Withouth further ado, here’s the distance_to_goal
function that we
will adopt:
1 sub distance_to_goal ($node, $goal) { # we *know* what the goal is
2 my ($g, $m) = $node->@{qw< generators microchips >};
3 my $d = 0;
4 my $mask = 0x80000000;
5 my $count = 0;
6 for my $w (3, 2, 1) {
7 for (1 .. 8) {
8 $count++ if $g & $mask;
9 $count++ if $m & $mask;
10 $mask >>= 1;
11 }
12 next unless $count;
13 $d++; # at least one movevement with one or two items
14 $d += 2 * ($count - 2) if $count > 2; # back and forth for the rest
15 } ## end for my $w (3, 2, 1)
16 return $d;
17 } ## end sub distance_to_goal
We are counting how many steps it would take us to complete the puzzle if we had no constraint on the simultaneous placement of generators and microchips. This ensures that we have an underestimation, because that added constraint is what requires us to take extra steps.
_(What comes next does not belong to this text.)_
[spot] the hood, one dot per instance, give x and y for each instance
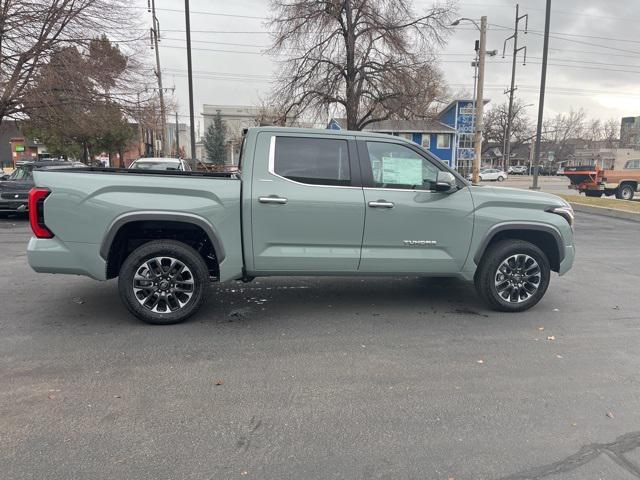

At each floor (line 6) we count the number of generators and the number
of chips that we have, by using a moving bit in $mask
(lines 7 to 11).
We will assume that the elevator starts from floor 1, but it will not
determine moves until we find something.
Next, we count how many steps it would take us to bring all the microchips and generators from the current floor to the next one. This is only done if there are any, of course (line 12), and proceeds like this:
- we have to take at least one step to bring one or two items, which accounts for line 13;
- whatever goes beyond two items will be transported singularly (because the elevator must go back to take anything else) and will determine a back-and-forth, hence two steps as shown in line 14.
When this has been done, $count
is ready to be potentially
incremented with the items that were already in the destination floor,
i.e. we are ready for the next iteration of the loop in line 6.
After scanning all three floors like this… we can return the total minimum distance found so far (line 16).
I hope it was all clear! Possibly it might be smarter… but it’s better than before, admissible and for the time being we can just wait to use it!